The surgery itself can last anywhere between 4 and 8 hours for bigger tumours and a night is usually spent in intensive care.
We aim to have you sitting out of bed within the first couple of days of surgery, and to start gentle mobilisation the following day. The degree of imbalance is variable and initiation of vestibular rehabilitation can help speed recovery.
A tight head bandage is kept in place for 3-5 days to minimise swelling and the risk of CSF (brain fluid) leak. When the head bandage is removed you will be able to shower and the wound will be waterproof. The wound will be covered by paper strips (steristrips) that stay in place for 2 weeks.
Headache is common and regular analgesia is given for the first couple of weeks.
Discharge home is usually planned for between 5 and 10 days.
Whilst rare any evidence of clear fluid from the nose should be reported as this can occasionally represent a CSF leak, as should any temperatures, increased swelling or tenderness around the wound.
For larger tumours, temporary facial nerve paresis can occur. The most important problem surrounding this is of incomplete eye closure. This necessitates the regular use of tear replacement drops and gels until spontaneous blinking returns. Occasionally a review with an opthalmologist is required.
Following discharge from hospital it can often be a bit of a psychologic and physical let down, and recovery often follows a two steps forward, one step backward pattern. Avoidance of heavy lifting and straining is important but ongoing mobilisation is encouraged with a degree of dizziness part of the rehabilitation process.
If pain and discomfort is not controlled please let me know and I can fax a script directly to your pharmacy.

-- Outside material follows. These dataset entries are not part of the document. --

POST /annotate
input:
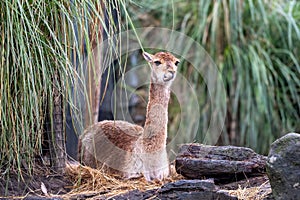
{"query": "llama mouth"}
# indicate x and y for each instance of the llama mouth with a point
(169, 76)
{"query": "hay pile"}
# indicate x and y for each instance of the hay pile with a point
(94, 182)
(89, 183)
(251, 193)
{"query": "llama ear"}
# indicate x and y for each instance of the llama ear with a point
(148, 57)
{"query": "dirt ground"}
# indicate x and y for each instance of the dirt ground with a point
(57, 186)
(15, 186)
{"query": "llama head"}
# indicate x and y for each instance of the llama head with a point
(163, 67)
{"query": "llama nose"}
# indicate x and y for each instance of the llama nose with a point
(169, 76)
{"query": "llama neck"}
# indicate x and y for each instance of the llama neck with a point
(155, 129)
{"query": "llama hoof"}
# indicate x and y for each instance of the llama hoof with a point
(157, 175)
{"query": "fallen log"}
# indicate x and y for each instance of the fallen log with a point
(183, 189)
(224, 163)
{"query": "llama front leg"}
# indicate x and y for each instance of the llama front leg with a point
(156, 165)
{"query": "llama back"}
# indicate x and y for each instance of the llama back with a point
(111, 145)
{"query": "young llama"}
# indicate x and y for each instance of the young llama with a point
(129, 150)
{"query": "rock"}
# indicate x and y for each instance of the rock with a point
(224, 163)
(283, 167)
(182, 189)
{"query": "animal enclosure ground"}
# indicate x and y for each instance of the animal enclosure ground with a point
(83, 182)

The first post-operative visit is made 2-3 weeks after surgery, but if you have any questions or concerns, even if you think it is minor I would prefer you to give me call.
If you have any questions or problems please call us on 93805380, or email email@example.com
If I cannot be contacted the best number to call is 83821111, which is the St Vincent’s Public Hospital switchboard and ask to speak to the ENT registrar.
In an emergency situation please make your way to the closest major hospital.
Formal vestibular rehabilitation is important and in most cases pre-operative sessions are very helpful. After a few months a number of options for hearing rehabilitation are explored.
In most cases a routine post-operative MRI scan is arranged 1 year after surgery.